Die
wichtigste These scheint mir gleich anfangs genannt: | "In Kafkas
Werk findet sich viel Skeptisches, das an den Grundlagen des Glaubens
rüttelt. Dennoch ist er kein Dichter des Unglaubens und der
Verzweiflung. Er ist vielmehr eine Dichter der Prüfung des
Glaubens, der Prüfung im Glauben." (S. 5) |
Kafka ist viel mehr, doch
sicher auch das von Brod Behauptete. Ich meine, er weist es in seinem
Essay nach. Franz Kafka ist ein Sucher, der die Gefahren der Welt
erkennt (übertreibt?) und daher einen Ausweg finden will. Er
zeigt die Einsamkeit, die schier ausweglose Verzweiflung nicht aus
Bosheit auf, sondern um jeden Leser die Augen zu öffnen (meine
Interpretation).

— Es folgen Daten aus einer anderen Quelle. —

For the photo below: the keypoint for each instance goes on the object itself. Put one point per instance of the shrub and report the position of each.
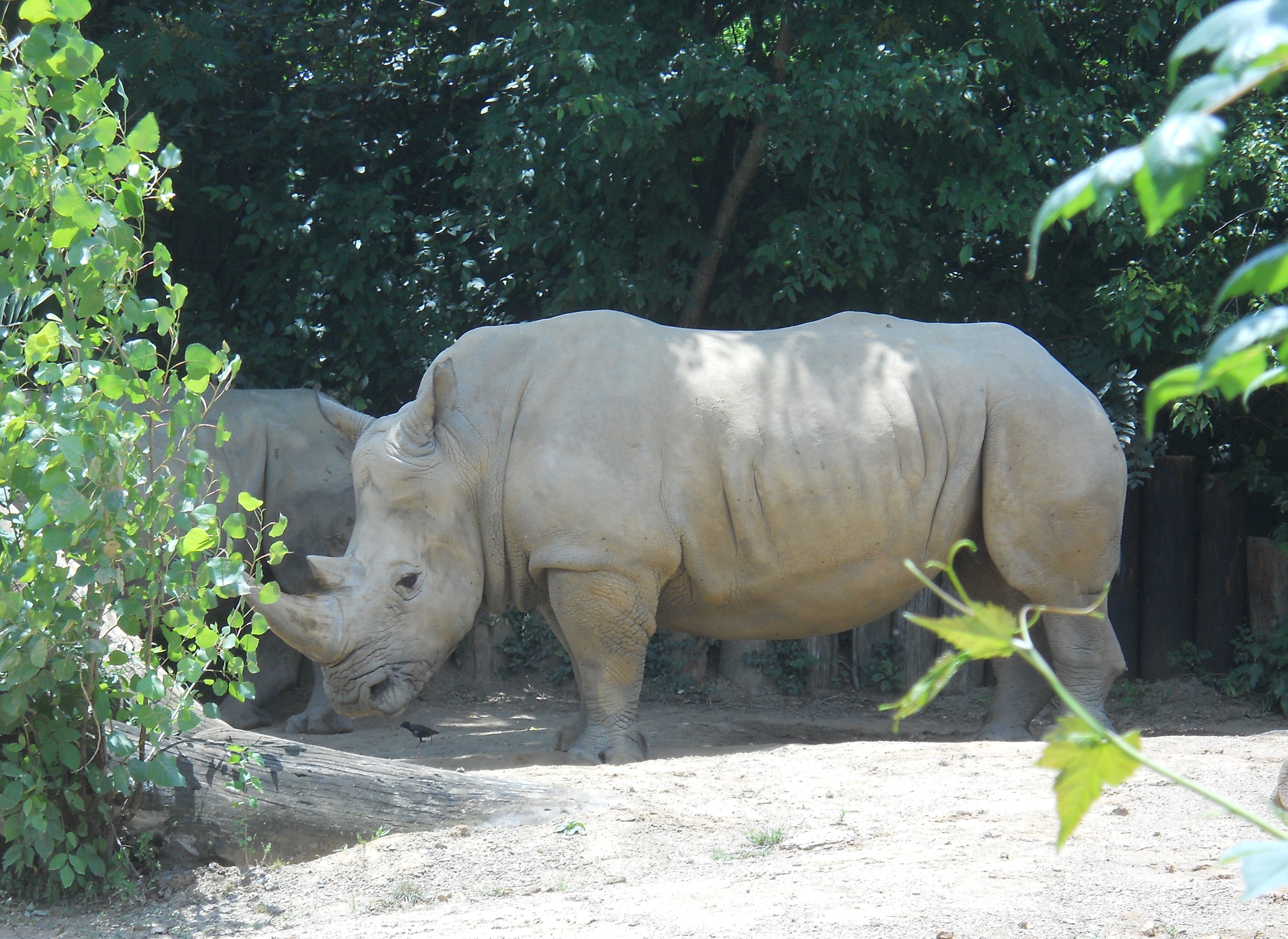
(111, 554)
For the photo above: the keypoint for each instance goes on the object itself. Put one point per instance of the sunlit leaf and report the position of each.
(1087, 763)
(196, 540)
(1176, 159)
(1264, 866)
(146, 136)
(1184, 382)
(985, 634)
(928, 687)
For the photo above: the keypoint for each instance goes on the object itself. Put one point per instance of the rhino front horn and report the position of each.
(311, 625)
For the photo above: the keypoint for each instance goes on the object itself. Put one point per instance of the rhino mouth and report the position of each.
(384, 691)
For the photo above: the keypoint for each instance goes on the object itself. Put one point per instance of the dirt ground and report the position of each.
(765, 817)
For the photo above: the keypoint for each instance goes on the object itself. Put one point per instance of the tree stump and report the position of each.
(316, 800)
(1223, 579)
(1268, 585)
(1170, 549)
(1125, 590)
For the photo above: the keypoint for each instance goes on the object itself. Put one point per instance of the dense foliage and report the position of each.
(368, 181)
(108, 536)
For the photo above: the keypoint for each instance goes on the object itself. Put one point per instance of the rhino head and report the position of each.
(406, 592)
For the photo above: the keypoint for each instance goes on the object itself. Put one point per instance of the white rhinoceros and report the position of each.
(286, 454)
(624, 477)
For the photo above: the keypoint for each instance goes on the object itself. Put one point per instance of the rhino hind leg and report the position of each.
(605, 623)
(1053, 508)
(319, 717)
(1020, 694)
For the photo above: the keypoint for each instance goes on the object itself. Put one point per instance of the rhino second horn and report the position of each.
(348, 422)
(337, 574)
(308, 624)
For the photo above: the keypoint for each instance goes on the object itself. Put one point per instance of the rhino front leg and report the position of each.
(605, 620)
(569, 733)
(319, 717)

Im Kapitel "Epilog" geht Max Brod auf einige
Vorwürfe bezüglich seiner Werksausgabe und -redaktion
ein. Seine Hinweise auf die persönliche Bekanntschaft mit dem
Dichter und die daraus resultierenden "Eingriffe" ins Werk
muß man respektieren. Ich fühlte mich an zwei
Anektoden mit dem Dirigenten Willem
Mengelberg erinnert, der gerne
Änderungen an Partituren vornahm und sich auf
Autoritäten berief. Um
Retouchen an einer Partitur Peter Tschaikowskys zu rechtfertigen berief
sich Willem Mengelberg gerne auf dessen Bruder Modest. Ein Mitglied des
Concertgebouw-Orchesters rief einmal, als Mengelberg eine nicht
vorschriftsmäßige Instrumentenverdoppelung in einem
Bach-Stück verlangte: "Oh, das hat er sicher vom Modest Bach!" (Rutger Schoute: Willem Mengelberg, Beilage zu Beethoven:
Die 9 Sinfonien) Bei einer
Tempoauslegung zu Beethoven berief sich Mengelberg auf Franz
Wüllner, einem Schüler Anton Schindlers, der Ludwig
van Beethoven noch gekannt hatte. Ein Dirigentenkollege entgegnete
Mengelberg, er habe das korrekte Tempo direkt von Beethoven und nach
Mengelbergs erstaunter Rückfrage: "Sehen Sie, Beethoven selbst
schrieb über die Partitur: »Andante«." |
Für den Kafka-Leser, -Interpreten,
-Fan ist dieses kleine Büchlein eine erhellende Hilfe.